Closed tqosu closed 2 years ago
Hi Dipika,
Now I have finished experiments for 50Salads. Unfortunately, I still failed to reproduce your results.
I have uploaded my results to this shared folder (checkpoints and code).
https://drive.google.com/drive/u/0/folders/1CPqdGUvy2vifAND8cAdC8fzNT8lKyWkc
The script is the latest one and also the updated unsupervised checkpoint was used.
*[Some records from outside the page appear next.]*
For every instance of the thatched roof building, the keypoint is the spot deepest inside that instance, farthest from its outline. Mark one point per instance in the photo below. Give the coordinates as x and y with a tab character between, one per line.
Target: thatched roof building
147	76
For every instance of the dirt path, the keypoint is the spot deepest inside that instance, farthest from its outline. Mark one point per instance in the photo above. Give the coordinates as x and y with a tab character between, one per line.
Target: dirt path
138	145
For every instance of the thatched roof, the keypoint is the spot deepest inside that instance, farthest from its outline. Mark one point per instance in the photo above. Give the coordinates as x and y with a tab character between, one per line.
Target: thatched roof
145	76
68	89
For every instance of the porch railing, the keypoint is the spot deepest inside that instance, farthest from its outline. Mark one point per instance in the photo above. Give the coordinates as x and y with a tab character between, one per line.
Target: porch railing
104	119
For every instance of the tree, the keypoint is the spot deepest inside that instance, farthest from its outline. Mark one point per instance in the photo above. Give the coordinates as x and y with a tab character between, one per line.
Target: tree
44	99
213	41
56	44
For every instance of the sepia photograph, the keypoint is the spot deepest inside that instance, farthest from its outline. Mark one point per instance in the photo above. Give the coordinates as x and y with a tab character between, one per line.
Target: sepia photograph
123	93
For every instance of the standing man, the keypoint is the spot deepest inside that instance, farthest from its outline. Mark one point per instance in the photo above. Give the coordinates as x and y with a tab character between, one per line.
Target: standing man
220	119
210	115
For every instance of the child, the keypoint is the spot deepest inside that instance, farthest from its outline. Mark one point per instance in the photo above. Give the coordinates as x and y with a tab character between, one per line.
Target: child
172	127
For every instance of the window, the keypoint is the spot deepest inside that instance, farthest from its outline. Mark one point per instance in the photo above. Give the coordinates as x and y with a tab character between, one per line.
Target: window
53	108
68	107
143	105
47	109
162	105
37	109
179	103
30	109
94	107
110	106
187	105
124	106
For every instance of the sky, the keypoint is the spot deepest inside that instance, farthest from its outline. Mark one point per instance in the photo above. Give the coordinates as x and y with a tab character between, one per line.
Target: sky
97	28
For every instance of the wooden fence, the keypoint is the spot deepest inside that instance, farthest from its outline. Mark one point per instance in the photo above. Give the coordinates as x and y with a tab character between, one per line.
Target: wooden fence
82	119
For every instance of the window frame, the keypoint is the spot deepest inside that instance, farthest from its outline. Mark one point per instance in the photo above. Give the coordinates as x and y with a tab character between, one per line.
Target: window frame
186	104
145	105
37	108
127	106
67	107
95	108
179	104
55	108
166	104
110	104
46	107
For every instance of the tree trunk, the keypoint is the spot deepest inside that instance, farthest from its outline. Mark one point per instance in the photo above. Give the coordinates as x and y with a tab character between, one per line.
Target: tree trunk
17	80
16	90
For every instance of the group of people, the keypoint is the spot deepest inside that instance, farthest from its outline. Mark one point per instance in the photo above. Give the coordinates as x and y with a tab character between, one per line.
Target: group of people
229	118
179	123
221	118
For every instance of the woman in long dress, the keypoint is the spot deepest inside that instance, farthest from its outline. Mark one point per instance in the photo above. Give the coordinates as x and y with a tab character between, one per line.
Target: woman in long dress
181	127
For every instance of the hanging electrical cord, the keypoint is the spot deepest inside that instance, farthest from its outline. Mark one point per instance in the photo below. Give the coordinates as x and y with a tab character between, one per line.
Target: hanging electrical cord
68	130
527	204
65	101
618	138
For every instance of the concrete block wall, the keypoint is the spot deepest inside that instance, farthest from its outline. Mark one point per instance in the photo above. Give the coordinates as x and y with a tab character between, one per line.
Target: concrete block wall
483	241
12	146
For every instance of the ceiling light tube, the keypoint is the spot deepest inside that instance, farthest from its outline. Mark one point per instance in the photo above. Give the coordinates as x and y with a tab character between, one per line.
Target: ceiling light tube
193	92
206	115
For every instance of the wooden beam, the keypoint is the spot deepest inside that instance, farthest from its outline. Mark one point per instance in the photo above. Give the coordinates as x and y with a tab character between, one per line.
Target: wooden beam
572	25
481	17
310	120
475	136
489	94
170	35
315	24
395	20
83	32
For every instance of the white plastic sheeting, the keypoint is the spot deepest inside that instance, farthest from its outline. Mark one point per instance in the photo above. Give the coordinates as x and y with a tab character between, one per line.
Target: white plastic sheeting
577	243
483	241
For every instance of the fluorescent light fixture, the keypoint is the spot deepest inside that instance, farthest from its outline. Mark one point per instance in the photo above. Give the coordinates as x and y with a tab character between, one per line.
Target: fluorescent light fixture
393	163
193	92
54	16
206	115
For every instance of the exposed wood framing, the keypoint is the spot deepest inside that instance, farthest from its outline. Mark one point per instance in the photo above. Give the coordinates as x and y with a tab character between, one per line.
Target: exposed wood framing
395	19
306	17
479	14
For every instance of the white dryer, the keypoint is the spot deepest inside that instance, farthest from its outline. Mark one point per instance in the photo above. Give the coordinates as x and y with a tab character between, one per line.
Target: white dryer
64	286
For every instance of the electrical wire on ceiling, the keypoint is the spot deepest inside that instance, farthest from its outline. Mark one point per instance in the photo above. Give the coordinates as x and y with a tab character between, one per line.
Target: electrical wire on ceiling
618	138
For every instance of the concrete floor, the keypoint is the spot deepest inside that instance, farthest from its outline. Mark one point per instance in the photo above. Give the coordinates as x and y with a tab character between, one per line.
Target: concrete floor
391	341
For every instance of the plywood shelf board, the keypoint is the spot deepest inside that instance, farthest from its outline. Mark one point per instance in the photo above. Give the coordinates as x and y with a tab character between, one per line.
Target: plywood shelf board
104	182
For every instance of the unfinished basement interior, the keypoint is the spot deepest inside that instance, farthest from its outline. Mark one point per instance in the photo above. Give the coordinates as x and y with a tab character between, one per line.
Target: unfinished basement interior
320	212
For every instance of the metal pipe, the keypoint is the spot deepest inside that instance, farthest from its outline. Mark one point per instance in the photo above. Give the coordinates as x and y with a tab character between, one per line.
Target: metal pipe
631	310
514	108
Here are my results summary:
50salads 0.05 49.0 & 44.1 & 32.5 & 42.5 & 57.8 0.1 58.1 & 54.1 & 41.0 & 51.5 & 65.6 0.4 70.2 & 67.6 & 57.1 & 62.4 & 74.8
results in the paper 5% 52.9 49.0 36.6 45.6 61.3 10% 67.3 64.9 49.2 56.9 68.6
And the results were generated by the evaluation script, which took 5 splits and computed the average performance.
Hi Tieqiao,
I have uploaded new semi-supervised training set selections of 5%, 10% data of both 50salads and GTEA. If you use the new selections of semi-supervised training set with updated codes, you will find that the results will closely match or is mostly higher than what is reported in the paper. I have uploaded all the checkpoints of all the iterations of ICCs and of all the splits of 50salads and GTEA, by the running with the same semi-supervised splits and code as provided in the drive. You can use them too to validate the results.
50salads and GTEA are very small datasets. Even small variation in semi-supervised training set selection makes the results variance to be very high. We do report in the supplementary that semi-supervised set selection causes variations in results. If you check other standard semi-supervised paper and try to replicate, you will find the same issue. Additionally, selection of 5% and 10% training data from entire set of training set is possible in many ways. Since it is practically impossible to try all possible combination of selections, so in our paper we report mean and variance of 5 different random selections of semi-supervised training set.
Thanks, Dipika
Hi Dipika,
I am able to reproduce results for 5% and 10%.
But for 40% and after several tries, the best accuracy I got is 75.3 (78.4 is reported in the paper).
Do you have any suggestions on how to fix this?